Kommunikation bei Tieren war das maßgeschneiderte Stichwort für Hundetrainer und Entwickler der Trainingsphilosophie DOGS, Martin Rütter. Es sei für ihn immer wieder eine faszinierende Erfahrung, dass Hunde in der Lage seien, auf zwei Ebenen kommunizieren zu können, erklärte er. Dass sie ein und dasselbe Verhalten - zum Beispiel ein anderes Lebewesen beugt sich über mich, zeigt die Zähne und berührt mich - beim Hund (Angriff) und beim Menschen (Zuneigung) richtig deuten und einordnen könnten und entsprechend darauf reagieren würden. Aus seiner langjährigen Praxis als Hundetrainer berichtete Rütter, dass die Missverständnisse zwischen Mensch und Hund in der Regel auf Fehlinterpretationen des Menschen beruhen. Auch die Annahme, Hunde verstünden die Worte, die gesagt werden, verwies Rütter in das Reich der Fabeln: „In der Kommunikation mit Menschen reagieren Hunde zu 95 Prozent auf Mimik und Gestik“, sagte er. Die Tiere seien viel mehr hervorragende Beobachter und würden deshalb so viel „verstehen“.
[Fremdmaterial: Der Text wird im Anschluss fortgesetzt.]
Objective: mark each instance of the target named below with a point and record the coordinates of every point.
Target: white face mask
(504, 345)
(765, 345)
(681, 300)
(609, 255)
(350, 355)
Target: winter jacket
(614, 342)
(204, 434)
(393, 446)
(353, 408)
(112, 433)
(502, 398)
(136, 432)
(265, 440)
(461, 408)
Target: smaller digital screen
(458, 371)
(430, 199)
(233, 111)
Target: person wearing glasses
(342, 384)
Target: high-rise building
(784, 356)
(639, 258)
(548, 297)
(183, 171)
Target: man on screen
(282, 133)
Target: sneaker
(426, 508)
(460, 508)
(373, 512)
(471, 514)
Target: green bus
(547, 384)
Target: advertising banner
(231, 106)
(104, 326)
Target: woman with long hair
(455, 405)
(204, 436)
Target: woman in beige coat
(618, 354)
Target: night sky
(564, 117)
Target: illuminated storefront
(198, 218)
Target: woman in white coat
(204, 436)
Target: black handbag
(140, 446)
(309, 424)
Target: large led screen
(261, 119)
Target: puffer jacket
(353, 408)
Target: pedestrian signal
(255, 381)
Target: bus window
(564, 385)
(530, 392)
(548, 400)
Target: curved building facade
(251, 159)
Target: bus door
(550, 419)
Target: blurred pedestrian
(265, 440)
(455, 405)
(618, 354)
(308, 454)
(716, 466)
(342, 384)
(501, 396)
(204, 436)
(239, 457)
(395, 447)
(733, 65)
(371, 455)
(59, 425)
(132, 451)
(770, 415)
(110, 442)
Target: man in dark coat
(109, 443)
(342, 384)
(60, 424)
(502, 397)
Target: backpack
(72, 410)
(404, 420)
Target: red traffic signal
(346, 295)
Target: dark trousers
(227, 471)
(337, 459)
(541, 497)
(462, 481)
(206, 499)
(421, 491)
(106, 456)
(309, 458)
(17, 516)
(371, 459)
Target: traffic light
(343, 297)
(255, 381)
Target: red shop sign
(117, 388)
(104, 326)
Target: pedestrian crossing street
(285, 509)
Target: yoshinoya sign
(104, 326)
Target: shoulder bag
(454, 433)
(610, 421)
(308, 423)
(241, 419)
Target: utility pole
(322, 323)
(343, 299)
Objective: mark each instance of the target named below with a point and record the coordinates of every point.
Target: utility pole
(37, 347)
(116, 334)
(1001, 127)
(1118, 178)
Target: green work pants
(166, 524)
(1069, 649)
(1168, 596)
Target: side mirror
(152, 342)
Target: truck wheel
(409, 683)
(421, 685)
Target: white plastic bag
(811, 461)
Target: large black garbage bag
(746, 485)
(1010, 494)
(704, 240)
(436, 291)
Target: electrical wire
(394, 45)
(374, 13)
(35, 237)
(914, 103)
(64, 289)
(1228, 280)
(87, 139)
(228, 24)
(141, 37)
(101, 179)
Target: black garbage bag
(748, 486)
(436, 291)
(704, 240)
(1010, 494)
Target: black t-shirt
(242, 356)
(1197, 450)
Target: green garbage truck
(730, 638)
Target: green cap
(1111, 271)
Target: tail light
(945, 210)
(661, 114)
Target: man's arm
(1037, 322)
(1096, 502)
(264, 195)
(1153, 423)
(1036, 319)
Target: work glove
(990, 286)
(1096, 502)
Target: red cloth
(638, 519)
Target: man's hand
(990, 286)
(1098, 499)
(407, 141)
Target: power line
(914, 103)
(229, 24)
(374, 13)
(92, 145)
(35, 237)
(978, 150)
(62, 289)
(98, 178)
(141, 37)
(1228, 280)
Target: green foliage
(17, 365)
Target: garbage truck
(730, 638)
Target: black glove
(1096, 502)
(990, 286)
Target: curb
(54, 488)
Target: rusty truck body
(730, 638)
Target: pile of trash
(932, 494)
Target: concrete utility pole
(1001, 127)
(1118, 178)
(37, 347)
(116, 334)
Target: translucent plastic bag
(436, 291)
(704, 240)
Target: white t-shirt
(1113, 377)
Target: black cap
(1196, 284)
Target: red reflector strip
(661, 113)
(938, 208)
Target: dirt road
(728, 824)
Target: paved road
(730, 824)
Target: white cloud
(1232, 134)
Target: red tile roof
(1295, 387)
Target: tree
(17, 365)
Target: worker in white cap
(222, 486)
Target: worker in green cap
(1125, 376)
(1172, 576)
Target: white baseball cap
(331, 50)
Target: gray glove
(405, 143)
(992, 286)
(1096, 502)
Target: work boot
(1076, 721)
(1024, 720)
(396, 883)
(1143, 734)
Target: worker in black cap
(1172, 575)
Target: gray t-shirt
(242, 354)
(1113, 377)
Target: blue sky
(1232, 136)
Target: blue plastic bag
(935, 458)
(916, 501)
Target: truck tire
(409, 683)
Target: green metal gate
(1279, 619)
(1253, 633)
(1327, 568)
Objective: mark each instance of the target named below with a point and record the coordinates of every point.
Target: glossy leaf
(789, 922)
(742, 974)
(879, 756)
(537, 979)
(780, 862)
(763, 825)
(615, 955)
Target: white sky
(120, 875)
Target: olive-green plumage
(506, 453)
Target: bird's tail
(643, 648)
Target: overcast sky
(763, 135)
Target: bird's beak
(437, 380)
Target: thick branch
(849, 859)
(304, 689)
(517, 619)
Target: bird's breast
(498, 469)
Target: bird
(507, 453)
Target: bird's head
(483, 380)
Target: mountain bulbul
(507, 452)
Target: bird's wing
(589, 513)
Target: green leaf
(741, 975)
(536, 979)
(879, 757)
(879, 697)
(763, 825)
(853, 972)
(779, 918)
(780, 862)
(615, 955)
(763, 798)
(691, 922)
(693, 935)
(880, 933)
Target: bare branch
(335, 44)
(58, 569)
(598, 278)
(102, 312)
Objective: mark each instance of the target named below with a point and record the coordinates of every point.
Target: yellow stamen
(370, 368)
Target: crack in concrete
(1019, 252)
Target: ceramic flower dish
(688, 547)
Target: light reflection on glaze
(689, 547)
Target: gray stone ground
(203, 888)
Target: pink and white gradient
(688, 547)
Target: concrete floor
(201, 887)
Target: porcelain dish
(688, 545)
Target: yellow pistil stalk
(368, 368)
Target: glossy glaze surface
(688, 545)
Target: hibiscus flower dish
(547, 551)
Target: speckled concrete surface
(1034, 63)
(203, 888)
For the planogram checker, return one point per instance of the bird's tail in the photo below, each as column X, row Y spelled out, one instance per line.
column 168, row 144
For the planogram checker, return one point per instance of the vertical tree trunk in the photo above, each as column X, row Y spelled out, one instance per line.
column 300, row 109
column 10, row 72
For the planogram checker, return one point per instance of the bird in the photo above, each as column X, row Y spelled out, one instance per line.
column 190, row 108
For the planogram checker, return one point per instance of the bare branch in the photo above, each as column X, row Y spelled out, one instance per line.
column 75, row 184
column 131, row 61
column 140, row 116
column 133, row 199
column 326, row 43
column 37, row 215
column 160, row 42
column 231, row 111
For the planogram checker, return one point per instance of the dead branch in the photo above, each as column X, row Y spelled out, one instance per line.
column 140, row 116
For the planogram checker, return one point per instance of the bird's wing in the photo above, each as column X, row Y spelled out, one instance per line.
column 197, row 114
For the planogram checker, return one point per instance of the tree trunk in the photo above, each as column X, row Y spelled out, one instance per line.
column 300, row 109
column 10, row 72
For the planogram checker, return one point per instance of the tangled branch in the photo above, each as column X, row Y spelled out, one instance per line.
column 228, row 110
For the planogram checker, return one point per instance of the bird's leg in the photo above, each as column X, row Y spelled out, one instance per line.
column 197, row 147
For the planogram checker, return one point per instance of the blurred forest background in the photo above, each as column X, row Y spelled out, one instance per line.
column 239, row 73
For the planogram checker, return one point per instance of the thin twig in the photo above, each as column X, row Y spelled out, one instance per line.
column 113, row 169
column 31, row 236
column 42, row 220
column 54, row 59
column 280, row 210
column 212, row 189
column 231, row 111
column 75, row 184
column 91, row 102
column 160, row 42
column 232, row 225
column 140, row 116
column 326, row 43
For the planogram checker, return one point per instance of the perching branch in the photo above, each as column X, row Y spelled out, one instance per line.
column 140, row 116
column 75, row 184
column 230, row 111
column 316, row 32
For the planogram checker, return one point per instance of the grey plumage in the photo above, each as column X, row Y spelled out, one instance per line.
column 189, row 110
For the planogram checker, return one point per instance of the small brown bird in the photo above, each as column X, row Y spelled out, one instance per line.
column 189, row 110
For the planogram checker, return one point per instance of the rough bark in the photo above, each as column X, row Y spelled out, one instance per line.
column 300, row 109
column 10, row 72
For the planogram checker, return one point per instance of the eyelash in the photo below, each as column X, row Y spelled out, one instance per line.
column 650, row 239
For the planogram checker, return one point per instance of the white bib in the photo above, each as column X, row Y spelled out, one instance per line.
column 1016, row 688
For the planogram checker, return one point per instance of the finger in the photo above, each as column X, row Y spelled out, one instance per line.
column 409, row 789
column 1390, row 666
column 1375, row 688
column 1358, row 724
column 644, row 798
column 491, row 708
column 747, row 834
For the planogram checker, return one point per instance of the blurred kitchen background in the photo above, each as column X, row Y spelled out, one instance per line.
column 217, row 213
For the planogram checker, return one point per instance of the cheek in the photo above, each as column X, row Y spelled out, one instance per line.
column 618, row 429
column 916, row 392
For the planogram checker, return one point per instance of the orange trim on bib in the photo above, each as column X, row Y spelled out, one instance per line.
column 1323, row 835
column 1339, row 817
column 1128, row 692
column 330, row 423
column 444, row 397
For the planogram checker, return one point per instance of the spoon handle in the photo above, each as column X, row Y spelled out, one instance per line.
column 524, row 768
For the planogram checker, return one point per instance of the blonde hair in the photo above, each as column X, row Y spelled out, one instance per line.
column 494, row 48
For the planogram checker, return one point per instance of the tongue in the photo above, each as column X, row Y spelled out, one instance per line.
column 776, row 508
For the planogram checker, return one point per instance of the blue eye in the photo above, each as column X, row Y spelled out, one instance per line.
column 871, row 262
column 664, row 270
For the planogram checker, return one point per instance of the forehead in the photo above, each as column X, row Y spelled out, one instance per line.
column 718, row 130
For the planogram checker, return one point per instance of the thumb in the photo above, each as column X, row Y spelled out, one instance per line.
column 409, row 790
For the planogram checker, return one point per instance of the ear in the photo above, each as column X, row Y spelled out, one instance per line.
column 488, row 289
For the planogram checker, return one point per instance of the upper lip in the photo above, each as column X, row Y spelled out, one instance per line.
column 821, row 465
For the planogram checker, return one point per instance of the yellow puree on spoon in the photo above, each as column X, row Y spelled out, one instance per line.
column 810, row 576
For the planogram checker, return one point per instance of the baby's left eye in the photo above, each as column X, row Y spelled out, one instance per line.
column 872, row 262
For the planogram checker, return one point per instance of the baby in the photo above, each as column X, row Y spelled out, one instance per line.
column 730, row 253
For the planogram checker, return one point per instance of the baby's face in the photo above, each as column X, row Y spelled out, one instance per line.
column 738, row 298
Mochte die Herangehensweise an das Thema auch unterschiedlich sein, so stimmten die beiden Wissenschaftler und der Hundetrainer doch in vielen Schlussfolgerungen überein, so zum Beispiel darin, dass man bei der Beurteilung des tierischen Verhaltens zwischen Haus- und Wildtieren unterscheiden müsse. Dass das Verhalten von Tieren situationsbedingt gesehen werde müsse und dass sich nicht nur Arten, sondern auch Individuen einer Art sehr von einander unterscheiden könnten.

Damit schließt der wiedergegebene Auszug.